Can branded rags bring riches to M&S?

M&S may no longer be on the road to rack and ruin, but it will take more than branded products and TV ads to restore it fortunes.

Marks & Spencer (M&S) may be back on track, but it is still a long way from spring 1998, when the company notched up record pre-tax profits of £1.16bn.

The company was then so sure of its position as a top UK brand, it did not even have a marketing director. A year later and M&S was in such dire straits that its pre-tax profits for the year ending March 1999 had halved to £546.1m.

Desperate to impress the City, the company recruited Woolworths former head of marketing Alan McWalter as group marketing director, the first appointment of an outsider to the M&S board for 14 years.

The City responded to the news, which coincided with the leak of poor internal trading figures, with a drop in M&S’s share price. According to one analyst they were expecting a marketing whizz kid.

Three years later, with pre-tax profits increasing again, veteran marketer McWalter has been squeezed out of M&S, following a reshuffle that removes marketing from board level. Luc Vandevelde will continue as chairman, but has handed the chief executive role to Roger Holmes, former managing director, UK retail.

An M&S spokeswoman says: “As a business in recovery it was right to have a marketing function on the board, but now that it has stabilised it warrants a structure driven by the three profit centres of the business.”

To reflect this, the new board incorporates the heads of clothing, financial services and food.

But one City analyst says that McWalter, who was appointed by former chief executive Peter Salsbury, was “like a fish out of water” following the arrival of Vandevelde and Holmes in 2000. An insider also claims that there was personality clash between McWalter and Holmes.

McWalter denies this and says he “was instrumental” in bringing Holmes to M&S, having worked with him at Kingfisher, and that he received “fantastic support” from Vandevelde.
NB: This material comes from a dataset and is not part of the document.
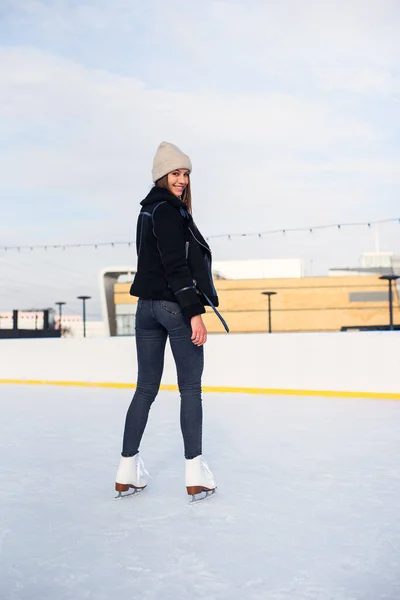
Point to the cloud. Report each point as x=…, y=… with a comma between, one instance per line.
x=287, y=111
McWalter maintains that he knew there would be no place for marketing on the board under the new structure and now plans to spend “time with his family,” and think about how to put his 30 years’ marketing experience to good use.
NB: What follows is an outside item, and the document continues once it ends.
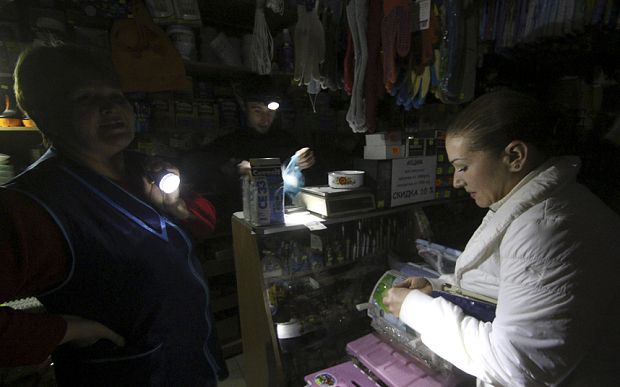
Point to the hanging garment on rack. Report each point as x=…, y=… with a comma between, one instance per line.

External marketing manager Jude Bridge will head marketing on a new operating committee below board level until a marketing chief is recruited.

Earlier this year, M&S recorded its first increase in annual pre-tax profits and UK retail sales since 1998. For the year ending March 2002 profits were £335.9m, up from £145.5m the previous year and UK retail sales increased to £6.7bn compared with £6.3bn the previous year. The financial services arm, although up on 1998, shows signs of suffering difficulties, with turnover down from £350.8m last year to £363.1m. However, the company is investing £35m in a combined loyalty and credit card, which it hopes will reverse the division’s fortunes. Figures for the retail business continue to look promising, with the latest trading results for the 14 weeks to July 6 showing an increase in UK sales of 9.1 per cent on last year.

An M&S spokeswoman says that McWalter has established a marketing department that operates across the business, helping to ensure that the customer is at the forefront of all developments, and that the M&S brand stands for “making aspirational quality accessible and available to all”.

Analysts have mixed views about the effect that its £20m ad budget played in reversing the decline. Mintel senior analyst Richard Perks says that M&S lost sales not footfall, because its products did not live up to consumers’ expectations.

Recognising that customers were not being offered the kind of products they expected, M&S improved its ranges, in particular clothing. Marketing initiatives and the introduction of lines such as Per Una have generated a great deal of PR coverage, but not all of it positive. McWalter’s first attempt to woo customers with a television and outdoor branding campaign – created by Rainey Kelly Campbell Roalfe/Y&R, featuring a naked size 16 woman running up a hill shouting “I’m normal” – attracted a barrage of criticism. McWalter now says the campaign “was ahead of its time”.

Subsequent press ads for the Perfect range, and the Christmas Magic & Sparkle TV campaign, have met with praise for their attractive execution and their ability to encapsulate what the M&S brand stands for.

But City retail analyst Matthew McEachran at Investec Securities is not alone in criticising M&S’s “exclusively for everyone” strapline as being “a contradiction in terms”. However he says: “The brand is more visible and the branding of ranges within the stores has also helped.”

Apart from the Per Una joint venture with George Davies, which appears to have attracted younger shoppers, and the now more affordable Autograph designer range, M&S has also developed a Blue Harbour clothing range for men, and Classic items for women. There are also new ranges of clothing for larger women, children and a new sportswear range – using the newly acquired brand View From – that are about to hit the stores. Outside the main stores, M&S is also developing a standalone food retail chain called Simply Food, in addition to a homeware chain.

Branded building blocks appear to be in place, but some say that McWalter and Vandevelde are stepping back at the right time.

Vandevelde warned last week when the latest trading results were issued: “We were trading this quarter against weak comparative sales last year in clothing and, looking ahead, our comparatives become progressively more challenging.”

Analysts doubt whether M&S will ever achieve the profits seen in its heyday. Holmes’ and Walter’s replacements will have to work extremely hard if they are to prove observers wrong.